Column: Mourning for a man I never met


People die every day in the same way that people are born every day. Mostly, my life is untouched by these events, because the ones who die I never knew, and the newborns I have yet to meet. But every now and then, someone on the distant horizon dies, and my life is microscopically but forever changed.

That’s what happened last week when Pat Conroy died in his hometown of Beaufort, S.C., at the age of 70 after a long battle with pancreatic cancer. I never met Conroy, but I read his books. And what he wrote spoke to me. Things in his life reminded me of things in mine. The similarities weren’t great nor were they numerous. But they were profound.

“The Great Santini” drew on being the son of a Marine fighter pilot, a troubled and abusive father who treated his family like a bungling collection of clumsy recruits. While Conroy’s father abused deliberately, mine was hurtful through an inability to understand a son so radically different from him as to be a lifelong mystery.

My dad lived a life of mathematical objectivity. Mine has always been an amalgamation of subjective thought, music and creative images. Dad and I were never able to tune into one another’s frequencies.

Conroy wrote “The Lords of Discipline” about the rigors of student life at the Citadel, South Carolina’s fabled military academy. My wife has a nephew who graduated from the Citadel and who shared many of Conroy’s views.

“The Water is Wide” was a largely autobiographical story based on Conroy’s one-year stint as a teacher in a one-room school house on Danfuskie Island, a remote and isolated lump of land off the coast of South Carolina.

Conroy struggled to break through a nearly impenetrable wall of ignorance and superstition among the children and adults of the island, most of whom were descendants from slaves and who for generations had never been off the island.

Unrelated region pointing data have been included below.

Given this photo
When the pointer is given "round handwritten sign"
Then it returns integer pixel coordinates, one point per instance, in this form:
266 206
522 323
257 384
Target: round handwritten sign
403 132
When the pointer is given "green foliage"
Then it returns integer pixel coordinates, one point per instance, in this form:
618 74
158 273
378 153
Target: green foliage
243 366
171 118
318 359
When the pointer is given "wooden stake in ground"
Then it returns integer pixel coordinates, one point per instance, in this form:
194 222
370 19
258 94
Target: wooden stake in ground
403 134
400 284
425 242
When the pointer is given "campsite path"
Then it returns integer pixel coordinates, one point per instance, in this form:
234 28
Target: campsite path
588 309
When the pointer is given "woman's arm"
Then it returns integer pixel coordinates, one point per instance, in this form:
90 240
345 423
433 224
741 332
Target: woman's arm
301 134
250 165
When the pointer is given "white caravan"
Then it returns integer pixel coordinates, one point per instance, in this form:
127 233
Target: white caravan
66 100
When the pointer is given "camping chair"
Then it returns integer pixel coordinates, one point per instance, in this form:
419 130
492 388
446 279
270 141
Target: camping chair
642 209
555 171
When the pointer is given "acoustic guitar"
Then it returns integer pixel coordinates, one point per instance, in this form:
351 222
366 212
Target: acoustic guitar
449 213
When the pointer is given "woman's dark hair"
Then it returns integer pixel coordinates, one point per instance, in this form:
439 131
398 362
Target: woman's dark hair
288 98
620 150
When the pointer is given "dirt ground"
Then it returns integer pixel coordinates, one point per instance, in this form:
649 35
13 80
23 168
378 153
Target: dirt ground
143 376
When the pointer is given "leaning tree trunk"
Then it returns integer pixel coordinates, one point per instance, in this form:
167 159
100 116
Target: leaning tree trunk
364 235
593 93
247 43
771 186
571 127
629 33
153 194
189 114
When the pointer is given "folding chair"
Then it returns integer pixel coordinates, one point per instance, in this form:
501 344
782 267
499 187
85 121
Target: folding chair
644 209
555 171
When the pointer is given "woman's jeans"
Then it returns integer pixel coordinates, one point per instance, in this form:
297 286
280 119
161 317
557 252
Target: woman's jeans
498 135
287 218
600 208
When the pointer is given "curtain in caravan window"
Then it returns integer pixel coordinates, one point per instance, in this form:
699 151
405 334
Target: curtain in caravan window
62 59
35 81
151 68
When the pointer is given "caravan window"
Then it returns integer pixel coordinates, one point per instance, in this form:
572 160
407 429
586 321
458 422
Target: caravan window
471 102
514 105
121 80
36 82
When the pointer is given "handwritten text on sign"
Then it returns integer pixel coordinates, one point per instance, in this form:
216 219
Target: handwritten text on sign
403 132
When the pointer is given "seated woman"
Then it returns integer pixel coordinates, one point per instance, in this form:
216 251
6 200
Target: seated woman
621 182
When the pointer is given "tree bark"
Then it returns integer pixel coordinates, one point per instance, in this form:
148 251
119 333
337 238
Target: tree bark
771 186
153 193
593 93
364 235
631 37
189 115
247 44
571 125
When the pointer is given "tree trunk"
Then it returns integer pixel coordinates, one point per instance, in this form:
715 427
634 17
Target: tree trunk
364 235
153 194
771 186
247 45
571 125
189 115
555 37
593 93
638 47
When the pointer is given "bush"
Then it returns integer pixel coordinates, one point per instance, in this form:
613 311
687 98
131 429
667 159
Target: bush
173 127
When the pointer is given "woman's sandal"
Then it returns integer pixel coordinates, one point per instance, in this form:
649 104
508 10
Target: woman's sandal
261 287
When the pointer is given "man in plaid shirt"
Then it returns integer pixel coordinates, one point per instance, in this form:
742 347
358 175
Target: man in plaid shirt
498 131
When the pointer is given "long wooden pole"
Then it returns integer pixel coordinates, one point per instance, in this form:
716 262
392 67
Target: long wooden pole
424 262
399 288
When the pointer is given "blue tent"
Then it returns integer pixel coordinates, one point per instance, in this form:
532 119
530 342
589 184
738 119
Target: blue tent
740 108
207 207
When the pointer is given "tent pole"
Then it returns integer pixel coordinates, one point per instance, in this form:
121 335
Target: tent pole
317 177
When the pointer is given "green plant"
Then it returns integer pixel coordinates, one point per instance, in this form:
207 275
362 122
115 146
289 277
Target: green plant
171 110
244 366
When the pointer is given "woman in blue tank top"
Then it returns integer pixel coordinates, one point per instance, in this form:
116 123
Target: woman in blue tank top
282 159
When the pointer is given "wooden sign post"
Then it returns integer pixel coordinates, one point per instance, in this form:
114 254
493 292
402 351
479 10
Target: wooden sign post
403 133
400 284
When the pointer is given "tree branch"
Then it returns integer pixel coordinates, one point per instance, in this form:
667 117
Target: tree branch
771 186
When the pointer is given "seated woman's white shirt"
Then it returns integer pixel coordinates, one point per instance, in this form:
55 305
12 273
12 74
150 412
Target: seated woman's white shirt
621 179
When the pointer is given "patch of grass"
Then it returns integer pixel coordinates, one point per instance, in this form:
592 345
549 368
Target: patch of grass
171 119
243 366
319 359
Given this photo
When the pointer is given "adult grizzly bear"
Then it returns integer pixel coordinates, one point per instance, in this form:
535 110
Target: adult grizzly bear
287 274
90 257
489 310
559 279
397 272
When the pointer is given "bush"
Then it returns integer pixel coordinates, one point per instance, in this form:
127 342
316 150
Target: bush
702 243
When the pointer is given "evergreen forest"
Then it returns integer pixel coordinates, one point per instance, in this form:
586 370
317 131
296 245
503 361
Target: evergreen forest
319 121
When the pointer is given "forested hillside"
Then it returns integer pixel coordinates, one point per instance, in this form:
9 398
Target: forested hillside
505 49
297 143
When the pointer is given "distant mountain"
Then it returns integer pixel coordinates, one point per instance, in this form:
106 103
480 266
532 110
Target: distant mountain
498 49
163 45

His story took me back to a small town on the southern border of Missouri where I found myself in the third grade with illiterate children so poor they came to school barefoot, hungry and in need of medical attention. These tragic children found no common ground with a well-dressed boy from the north who loved to read.

“The Prince of Tides” tells us about a man who struggles to understand his younger sister’s attempted suicide. My burden was a younger brother who was brain-damaged at birth and who had to be institutionalized when he was 12.

In telling his stories, Conroy also told some of mine. In dealing with his past, he helped me deal with mine. I could ask nothing more from a man I never met.